Just one thing remains where User Story Mapping would have helped probably: Slicing out the MVP (Minimum Viable Product) from the list above… Of course this is possible, but it would be easier to be done in the visual approach of User Story Mapping I guess.

For slightly bigger projects, I’ve already used the online tools Stories on Boards and craft.io - but even more the paper version, while discussing with both team members and stakeholders.

Domain-Model

Coming from those features in a rough state, we condensed the following Domain-Model out of it:

The Domain Model for LOMSY

Having a User-Model seems to be obvious, but there were some thoughts that might not be obvious directly: Of course, we could let the Balance-Object away and just have transactions per User directly - but having the Ubiquitous Language in mind, having a Balance-Object around when talking about a User’s Balance seems to fit for me. Having the OnlinePayment-Model around is just a precaution as I guess the online payment part will have/bring this kind of Object with itself anyway.

Architecture

As said, for this project, the architecture is rather simple and easy to overview: There will be one server covering the full functionality, contain both the end-user and the administration part of the application. So the interactions look probably like this:

The LOMSY Architecture

Technology decision

Since the whole application of LOMSY will be web-based and running on a webserver with not much of related/external systems to communicate with, the technology decision was pretty simple:

  • it will run on a single Linux based Webserver
  • we use PHP as a base
  • we’ll use Flow as PHP framework and base
  • we’ll use a smallish CSS framework as a base for the grid-system
  • if there is a need to automate/animate stuff via JavaScript, we’ll probably use jQuery
  • we’ll use Gulp.js to automate the build-steps for the frontend stuff (CSS/JS)
  • we’ll use Git and Gitlab to version the code
  • we’ll use Gitlab CI to trigger deployments of the whole application via Surf

Regarding the CSS Framework: We’ve used Bootstrap for a long time - but recently started thinking and discussing about replacing Bootstrap with something more light-weight. Since we’re basically only using the grid system anyway, any smallish grid system will do the job for us. So LOMSY also serves as a demo project that other/smaller CSS frameworks can do the job (hopefully).

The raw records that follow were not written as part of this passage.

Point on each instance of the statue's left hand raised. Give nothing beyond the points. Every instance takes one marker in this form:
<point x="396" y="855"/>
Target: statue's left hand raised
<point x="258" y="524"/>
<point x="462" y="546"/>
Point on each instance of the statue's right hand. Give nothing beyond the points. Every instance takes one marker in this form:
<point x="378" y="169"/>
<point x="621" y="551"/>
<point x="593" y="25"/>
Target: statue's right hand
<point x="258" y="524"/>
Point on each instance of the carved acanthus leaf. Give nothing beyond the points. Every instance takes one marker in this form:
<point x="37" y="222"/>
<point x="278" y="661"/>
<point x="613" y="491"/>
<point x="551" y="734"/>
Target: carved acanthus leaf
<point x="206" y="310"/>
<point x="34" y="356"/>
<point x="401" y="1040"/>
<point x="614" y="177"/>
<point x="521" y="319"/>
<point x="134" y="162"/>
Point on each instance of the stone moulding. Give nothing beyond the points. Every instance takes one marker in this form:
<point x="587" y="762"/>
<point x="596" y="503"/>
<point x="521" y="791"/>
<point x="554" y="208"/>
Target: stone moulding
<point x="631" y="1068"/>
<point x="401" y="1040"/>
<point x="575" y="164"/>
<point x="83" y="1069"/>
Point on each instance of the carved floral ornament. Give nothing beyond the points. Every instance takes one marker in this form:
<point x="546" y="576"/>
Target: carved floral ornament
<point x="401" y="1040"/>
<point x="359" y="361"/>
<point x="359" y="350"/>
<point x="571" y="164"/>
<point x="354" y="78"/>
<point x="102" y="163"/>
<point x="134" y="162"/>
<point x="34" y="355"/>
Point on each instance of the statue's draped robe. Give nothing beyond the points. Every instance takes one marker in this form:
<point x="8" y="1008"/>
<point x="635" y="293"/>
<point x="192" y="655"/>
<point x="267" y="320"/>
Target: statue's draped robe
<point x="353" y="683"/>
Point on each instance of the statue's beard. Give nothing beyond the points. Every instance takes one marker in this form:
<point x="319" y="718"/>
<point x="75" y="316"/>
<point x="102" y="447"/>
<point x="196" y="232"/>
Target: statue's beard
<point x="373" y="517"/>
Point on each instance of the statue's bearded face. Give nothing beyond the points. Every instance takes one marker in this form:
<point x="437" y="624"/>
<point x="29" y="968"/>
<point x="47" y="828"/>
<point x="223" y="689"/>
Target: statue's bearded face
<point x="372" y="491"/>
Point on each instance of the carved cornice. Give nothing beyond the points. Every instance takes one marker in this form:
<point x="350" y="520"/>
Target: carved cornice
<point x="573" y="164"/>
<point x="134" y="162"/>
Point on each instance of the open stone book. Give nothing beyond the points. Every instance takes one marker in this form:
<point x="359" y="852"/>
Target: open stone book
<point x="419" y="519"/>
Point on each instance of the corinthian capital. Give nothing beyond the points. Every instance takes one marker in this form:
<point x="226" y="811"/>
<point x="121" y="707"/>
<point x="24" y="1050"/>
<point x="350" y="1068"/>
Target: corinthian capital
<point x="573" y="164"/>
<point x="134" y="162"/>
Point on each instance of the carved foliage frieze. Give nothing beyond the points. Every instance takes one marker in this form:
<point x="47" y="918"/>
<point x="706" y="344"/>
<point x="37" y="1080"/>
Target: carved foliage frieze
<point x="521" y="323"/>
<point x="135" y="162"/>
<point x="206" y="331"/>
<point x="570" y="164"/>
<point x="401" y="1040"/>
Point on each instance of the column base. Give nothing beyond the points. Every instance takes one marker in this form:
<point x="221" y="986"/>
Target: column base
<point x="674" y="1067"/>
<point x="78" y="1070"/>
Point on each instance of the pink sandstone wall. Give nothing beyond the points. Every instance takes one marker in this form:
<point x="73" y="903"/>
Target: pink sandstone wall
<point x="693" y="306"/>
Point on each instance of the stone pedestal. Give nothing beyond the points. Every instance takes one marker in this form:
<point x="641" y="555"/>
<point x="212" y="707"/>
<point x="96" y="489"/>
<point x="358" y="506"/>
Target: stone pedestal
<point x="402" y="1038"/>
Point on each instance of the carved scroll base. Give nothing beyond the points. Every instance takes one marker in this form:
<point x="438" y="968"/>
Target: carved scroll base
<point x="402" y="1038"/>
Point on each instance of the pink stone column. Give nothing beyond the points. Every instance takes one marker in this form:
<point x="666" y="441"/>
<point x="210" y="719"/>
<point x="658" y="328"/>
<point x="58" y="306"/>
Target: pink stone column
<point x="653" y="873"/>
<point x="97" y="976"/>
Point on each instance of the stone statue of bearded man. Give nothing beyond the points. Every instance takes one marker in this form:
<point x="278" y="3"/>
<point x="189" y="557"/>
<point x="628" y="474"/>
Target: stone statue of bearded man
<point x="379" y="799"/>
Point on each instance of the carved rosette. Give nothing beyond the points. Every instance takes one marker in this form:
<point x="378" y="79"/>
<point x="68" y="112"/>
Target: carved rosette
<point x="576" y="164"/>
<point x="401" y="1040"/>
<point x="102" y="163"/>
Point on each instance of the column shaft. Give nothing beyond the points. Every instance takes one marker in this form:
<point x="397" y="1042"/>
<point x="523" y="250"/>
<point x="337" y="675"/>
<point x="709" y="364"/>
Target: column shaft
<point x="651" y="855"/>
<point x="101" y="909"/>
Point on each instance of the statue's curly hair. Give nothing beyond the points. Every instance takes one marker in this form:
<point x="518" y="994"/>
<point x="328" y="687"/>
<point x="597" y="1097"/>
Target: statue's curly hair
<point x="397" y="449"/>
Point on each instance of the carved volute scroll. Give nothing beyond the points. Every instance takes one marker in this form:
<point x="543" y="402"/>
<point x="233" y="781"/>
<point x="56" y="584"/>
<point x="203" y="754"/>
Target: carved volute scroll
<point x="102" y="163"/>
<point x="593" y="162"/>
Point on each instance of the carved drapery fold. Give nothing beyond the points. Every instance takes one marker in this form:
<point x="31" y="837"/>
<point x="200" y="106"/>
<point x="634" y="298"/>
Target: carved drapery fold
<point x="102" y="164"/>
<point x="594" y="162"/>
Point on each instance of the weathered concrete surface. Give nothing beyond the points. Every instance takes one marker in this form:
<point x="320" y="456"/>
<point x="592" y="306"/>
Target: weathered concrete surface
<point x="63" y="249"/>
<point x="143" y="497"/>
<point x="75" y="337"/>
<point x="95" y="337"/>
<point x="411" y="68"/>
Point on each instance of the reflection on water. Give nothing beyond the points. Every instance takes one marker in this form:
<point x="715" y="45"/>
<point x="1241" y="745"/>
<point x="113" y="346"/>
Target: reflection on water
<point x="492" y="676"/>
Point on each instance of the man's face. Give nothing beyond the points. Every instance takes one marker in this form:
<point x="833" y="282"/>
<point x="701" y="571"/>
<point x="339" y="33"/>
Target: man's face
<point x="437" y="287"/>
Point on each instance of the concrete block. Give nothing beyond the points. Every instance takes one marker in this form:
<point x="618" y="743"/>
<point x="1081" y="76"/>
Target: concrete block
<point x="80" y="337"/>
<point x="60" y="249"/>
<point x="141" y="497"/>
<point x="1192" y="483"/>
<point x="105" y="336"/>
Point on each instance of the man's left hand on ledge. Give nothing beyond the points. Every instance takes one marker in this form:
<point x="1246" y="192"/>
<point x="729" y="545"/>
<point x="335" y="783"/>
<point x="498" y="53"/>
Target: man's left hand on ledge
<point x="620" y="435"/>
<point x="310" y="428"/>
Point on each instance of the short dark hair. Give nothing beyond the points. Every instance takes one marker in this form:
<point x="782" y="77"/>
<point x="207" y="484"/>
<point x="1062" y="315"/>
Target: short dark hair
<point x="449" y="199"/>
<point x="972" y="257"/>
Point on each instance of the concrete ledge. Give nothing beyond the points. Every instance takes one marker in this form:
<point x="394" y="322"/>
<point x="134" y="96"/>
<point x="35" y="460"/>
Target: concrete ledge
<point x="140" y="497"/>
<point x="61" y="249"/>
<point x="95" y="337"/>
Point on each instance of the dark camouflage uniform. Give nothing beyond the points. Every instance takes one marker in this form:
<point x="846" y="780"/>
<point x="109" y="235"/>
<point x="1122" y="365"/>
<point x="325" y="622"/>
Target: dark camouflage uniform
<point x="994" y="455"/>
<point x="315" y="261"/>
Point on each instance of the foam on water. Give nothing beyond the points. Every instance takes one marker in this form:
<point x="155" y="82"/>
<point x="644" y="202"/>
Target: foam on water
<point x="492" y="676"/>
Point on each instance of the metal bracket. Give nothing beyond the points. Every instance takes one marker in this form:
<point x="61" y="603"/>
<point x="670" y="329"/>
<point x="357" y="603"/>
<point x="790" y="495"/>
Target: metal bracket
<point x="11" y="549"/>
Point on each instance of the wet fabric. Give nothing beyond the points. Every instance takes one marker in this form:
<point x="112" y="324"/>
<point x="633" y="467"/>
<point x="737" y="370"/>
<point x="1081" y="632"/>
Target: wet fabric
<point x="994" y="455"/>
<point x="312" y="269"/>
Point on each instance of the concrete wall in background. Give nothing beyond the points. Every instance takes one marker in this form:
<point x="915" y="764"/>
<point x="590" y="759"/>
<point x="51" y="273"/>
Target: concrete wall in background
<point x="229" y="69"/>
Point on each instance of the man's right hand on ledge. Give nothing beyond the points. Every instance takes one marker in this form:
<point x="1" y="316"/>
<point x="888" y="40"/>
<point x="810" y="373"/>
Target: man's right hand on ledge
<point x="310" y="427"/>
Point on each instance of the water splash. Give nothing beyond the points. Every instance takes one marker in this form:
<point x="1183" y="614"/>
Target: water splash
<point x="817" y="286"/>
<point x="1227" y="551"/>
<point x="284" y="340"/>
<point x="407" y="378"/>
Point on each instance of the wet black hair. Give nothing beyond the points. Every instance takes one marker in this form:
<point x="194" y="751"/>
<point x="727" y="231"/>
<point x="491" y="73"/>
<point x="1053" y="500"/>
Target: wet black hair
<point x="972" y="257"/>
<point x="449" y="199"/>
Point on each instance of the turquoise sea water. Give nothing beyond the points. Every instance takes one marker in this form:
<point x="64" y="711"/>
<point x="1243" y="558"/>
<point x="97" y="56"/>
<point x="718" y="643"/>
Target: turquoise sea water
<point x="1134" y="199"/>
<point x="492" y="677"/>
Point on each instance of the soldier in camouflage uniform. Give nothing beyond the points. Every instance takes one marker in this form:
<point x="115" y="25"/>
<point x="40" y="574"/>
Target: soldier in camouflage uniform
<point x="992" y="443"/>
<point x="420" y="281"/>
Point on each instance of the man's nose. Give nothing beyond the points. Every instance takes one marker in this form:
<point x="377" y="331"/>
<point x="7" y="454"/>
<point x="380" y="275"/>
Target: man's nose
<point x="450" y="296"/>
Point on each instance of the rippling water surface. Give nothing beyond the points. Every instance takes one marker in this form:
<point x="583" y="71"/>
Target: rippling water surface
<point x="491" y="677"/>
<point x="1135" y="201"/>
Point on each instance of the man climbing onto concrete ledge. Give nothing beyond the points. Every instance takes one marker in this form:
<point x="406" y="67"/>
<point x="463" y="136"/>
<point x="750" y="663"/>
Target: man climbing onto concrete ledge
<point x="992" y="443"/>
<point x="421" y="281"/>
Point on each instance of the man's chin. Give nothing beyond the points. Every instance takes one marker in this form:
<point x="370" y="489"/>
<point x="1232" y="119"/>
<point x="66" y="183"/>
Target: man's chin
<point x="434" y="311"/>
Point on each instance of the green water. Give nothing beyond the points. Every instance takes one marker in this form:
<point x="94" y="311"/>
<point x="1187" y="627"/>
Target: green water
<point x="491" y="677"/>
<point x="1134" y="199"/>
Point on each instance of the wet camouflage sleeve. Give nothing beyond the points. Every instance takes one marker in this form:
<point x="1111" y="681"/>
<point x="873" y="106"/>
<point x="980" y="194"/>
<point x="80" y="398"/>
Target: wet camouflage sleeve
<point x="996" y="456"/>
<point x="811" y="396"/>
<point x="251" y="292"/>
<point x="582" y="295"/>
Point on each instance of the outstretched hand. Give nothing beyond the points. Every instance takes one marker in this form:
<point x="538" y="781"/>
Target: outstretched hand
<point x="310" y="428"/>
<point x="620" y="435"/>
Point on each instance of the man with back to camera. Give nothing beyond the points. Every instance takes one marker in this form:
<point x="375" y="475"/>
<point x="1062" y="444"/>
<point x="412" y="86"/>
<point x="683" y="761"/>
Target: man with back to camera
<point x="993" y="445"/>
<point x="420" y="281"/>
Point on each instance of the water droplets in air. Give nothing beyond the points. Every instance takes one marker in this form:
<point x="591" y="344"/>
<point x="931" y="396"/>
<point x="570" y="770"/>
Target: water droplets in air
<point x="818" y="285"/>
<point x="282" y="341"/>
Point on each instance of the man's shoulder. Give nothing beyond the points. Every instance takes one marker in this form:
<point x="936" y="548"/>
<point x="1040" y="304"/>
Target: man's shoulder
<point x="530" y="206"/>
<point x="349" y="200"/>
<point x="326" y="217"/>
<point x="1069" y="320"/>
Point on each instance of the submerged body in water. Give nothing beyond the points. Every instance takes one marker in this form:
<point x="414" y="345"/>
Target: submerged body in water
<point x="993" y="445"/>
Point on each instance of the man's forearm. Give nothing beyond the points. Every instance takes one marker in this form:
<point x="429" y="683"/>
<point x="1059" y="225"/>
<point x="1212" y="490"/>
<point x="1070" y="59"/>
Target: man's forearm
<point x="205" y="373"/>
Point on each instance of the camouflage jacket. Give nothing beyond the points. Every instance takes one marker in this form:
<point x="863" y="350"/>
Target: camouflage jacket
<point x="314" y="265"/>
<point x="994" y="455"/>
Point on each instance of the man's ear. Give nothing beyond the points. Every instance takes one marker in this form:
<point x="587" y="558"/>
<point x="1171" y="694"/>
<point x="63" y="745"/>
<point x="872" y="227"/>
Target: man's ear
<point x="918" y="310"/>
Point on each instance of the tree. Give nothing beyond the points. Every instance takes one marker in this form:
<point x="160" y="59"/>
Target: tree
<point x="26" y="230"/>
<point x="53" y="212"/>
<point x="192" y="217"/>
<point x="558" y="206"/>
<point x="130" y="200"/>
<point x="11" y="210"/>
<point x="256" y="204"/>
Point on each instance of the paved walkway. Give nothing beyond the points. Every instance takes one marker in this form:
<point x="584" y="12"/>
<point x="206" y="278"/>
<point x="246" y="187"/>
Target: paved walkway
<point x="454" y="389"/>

I’m pretty sure, the whole application could also be built with Ruby (on Rails), C#, Node.js or with any other PHP framework. But: We’ll use the stuff we know and where we can go on fast, which leads to reaching the MVP faster, thus delivering revenue of the project faster - so since we’re using PHP and Flow regularly, the base setup is already decided without much discussion.

Building-Blocks

Thinking through the functionality of LOMSY, I’ve listed a bunch of areas where probably a building block is already available for re-use (e.g. as a PHP package we can include), instead of building that part ourselves:

  • user registration
  • user login/logout
  • online payment

User Management

The guys from Sandstorm Media have published sandstorm/usermanagement which seems to be pretty fresh, and compatible with Flow v4.x (at least in the dev-branch). This one should cover all our needs regarding registration, password reset and login/logout.

Online Payment

After discussing several ways, we’ve decided to try to implement Stripe for now - they seem to deliver all the fancy stuff needed to implement it into any application - but we’ll have to try and test that first. This means: There’s no finished Flow/PHP package around, so we’ll have to drill together some wires probably.

QR-code generation

Well, the first entry that packagist.org shows is bacon/bacon-qr-code which seems to be used pretty often given the number of downloads - so I’ll give that one a test-drive…

PDF generation

I’d like to keep this part pretty simple - focus is on getting to a result fast, not visual perfection. So I’d like to give famelo/pdf a test run and see how easy it will be to generate PDFs with that.